L'Humanité à  l'épreuve de la génétique et des technosciences :  Aporétique humanité?

Extrait de L'Humanité à l'épreuve de la génétique et des technosciences : Aporétique humanité? de Jacqueline Wautier

Chap. 3 : Sens et technoscience : refus des appartenances ?

 

A – Introduction :

La condition de l’homme futur risque d’être définie de ses seules ruptures : vis-à-vis des générations antérieures  et  à l’encontre de la genèse en sa dimension relationnelle. Mais aussi contre la factualité référentielle d’un enracinement  (dans le monde ou au monde).  Rupture opposée à une histoire naturelle (celle du vivant et de l’hominité) ;  et rompant avec une histoire anthropo-culturelle (celle de l’humanité  –en ses élaborations de liens,  symboles et appartenances). Rupture à l’encontre d’une histoire familiale (en ses transmissions[1]) ; et par rapport à une histoire personnelle (celle d’une individuation et d’une individualisation ininterrompues[2]). Rupture par rapport à la puissance légitimante et identificatoire d’un alter ego ;   eu égard à l’action centripète (densification personale) d’un projet existentiel soutenu ; et  à l’encontre du corps intime (intimité identitaire). Rupture opposée aux élaborations de signifiances, aux institutions de limites et de frontières et aux différenciations qui furent longtemps toujours plus affinées…  Ruptures diverses et multiples qui institueraient en leur accomplissement l’ère des modifications de l’être des êtres  –entraînant à leur suite des confusions (spécielles, individuelles et conceptuelles), des continuums déstabilisants, des ségrégations et des partitions.  Qui instaureraient de surcroît le règne des chiffres et des codes, des probabilités et des calculs, des pré-dictions, pré-destinations et pré-formations  –toujours plus efficaces et consacrant l’avènement de chimères sans projet ni devenir personnels (vouées à l’aliénation). Qui donc et finalement scelleraient le temps du probatoire et du probant ;  mais aussi du remplaçable et de l’évanescence personale  -ou de la  schizophrénie. Où se (dé)articuleraient une volition a-référée, une solitude déréalisante, une insensibilité globale et une insignifiance confusionnelle...
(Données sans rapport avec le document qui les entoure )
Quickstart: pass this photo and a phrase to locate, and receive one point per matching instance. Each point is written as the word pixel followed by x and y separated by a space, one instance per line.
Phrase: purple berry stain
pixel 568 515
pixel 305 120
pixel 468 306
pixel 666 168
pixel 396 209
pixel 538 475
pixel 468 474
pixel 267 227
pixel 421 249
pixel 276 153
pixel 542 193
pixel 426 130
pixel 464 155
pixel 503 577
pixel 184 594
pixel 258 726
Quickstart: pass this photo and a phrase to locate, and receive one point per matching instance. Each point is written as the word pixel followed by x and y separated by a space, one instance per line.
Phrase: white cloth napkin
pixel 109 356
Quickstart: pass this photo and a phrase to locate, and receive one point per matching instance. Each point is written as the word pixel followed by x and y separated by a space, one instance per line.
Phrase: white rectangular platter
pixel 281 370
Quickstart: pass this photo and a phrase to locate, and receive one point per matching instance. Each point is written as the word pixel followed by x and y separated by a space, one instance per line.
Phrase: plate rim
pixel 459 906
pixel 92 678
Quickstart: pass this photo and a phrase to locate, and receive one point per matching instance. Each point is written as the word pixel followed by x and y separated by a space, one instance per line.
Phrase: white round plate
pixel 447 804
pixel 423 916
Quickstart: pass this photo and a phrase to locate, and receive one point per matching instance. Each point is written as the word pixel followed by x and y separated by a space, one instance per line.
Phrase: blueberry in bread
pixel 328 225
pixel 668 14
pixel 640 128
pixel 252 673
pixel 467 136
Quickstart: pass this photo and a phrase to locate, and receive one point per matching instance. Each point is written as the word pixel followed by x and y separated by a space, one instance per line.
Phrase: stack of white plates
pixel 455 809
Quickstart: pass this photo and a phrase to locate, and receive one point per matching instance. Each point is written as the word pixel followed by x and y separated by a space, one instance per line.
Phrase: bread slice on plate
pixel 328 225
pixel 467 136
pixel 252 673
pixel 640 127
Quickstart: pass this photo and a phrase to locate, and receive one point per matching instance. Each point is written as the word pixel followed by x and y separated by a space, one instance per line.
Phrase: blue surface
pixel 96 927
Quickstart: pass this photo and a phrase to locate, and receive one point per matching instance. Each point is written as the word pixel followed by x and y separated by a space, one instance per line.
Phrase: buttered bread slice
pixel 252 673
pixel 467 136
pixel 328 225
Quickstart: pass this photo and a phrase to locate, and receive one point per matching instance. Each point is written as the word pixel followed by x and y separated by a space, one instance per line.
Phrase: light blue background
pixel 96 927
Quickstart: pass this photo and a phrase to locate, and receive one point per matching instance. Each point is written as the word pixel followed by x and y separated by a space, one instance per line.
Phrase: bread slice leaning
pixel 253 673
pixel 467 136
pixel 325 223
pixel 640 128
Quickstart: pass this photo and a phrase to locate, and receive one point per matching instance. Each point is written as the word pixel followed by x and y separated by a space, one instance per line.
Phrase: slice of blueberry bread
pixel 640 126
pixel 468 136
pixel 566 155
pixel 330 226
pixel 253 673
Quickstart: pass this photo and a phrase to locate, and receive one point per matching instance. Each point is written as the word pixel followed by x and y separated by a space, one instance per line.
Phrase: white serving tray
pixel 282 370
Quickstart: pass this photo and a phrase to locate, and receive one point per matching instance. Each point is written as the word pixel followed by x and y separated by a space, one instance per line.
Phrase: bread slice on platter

Certes, les technosciences n’ont pas fait l’homme (bio-anthropique) tel qu’en lui-même il est : organisme ouvert sur le non-soi, pulsion de vie confrontée à la mort et subjectivité questionnée par le (non)sens ou la finitude. Et tout autant, individu sensible et perméable à la souffrance de l’autre. Ou encore et fondamentalement, existence en soutenance et personnalité en constitution perpétuelle. Cependant, sciences et technosciences s’immiscent au cœur d’une condition humaine articulée au précaire, aux situations limites et aux synthèses ouvertes du même et de l’autre  –synthèses organico-métaboliques, psycho-mnésiques ou conceptualo-représentatives. Simultanément, la génétique propose à nos pulsions un monde modifiable et disponible  -contribuant de la sorte  à l’élaboration d’un sentiment flou d’indéfinition et renforçant l’idée d’un Homme illusoire ou indéterminé (malléable à discrétion). Ainsi, si la psychologie apprit à l’homme ses ambivalences ; si la psychanalyse lui révéla sa nature construite d’identifications et de ruptures ; si la philosophie[3]  lui signifia son néant d’être ou son manque à être constitutif ; et si la sociologie lui signala son indéterminisme et son statut relationnel, la génétique lui offre pour sa part un espace in-fini de combinaisons. Agissant de la sorte, elle interagit avec la culture et la modifie  –et l’homme (Idéel ou paradigmatique, actuel ou futur) avec elle. Mais un individu sans attaches, dépourvu de références sécurisantes, tendra sans doute à masquer son angoisse du vide ou du néant dans une production toujours plus effrénée de chimères –de  mixtes où se mêlent et se perdent réel et imaginaire, besoins  et fantasmes, espèces et genres, corps de l’autre et corps de soi…  Où donc un sujet ne s’identifiant ni ne se liant à son corps, ne s’identifiant ni ne se liant à sa famille, à sa culture, à son espèce ou à son humanicité, un individu en suspens, serait proprement disposé à s’illusionner d’une incarnation hors de lui, hors de son temps, hors de son être : ailleurs et autrement. Et si l’homme s’est toujours efforcé de contrôler ou dévoyer les lieux de réalisation à son profit, s’il  s’est toujours obstiné à faire trace (à graver sa marque dans l’histoire, la matière ou le corps de l’autre), la mise en place des conditions de possibilité d’une opérativité réelle est radicalement nouvelle.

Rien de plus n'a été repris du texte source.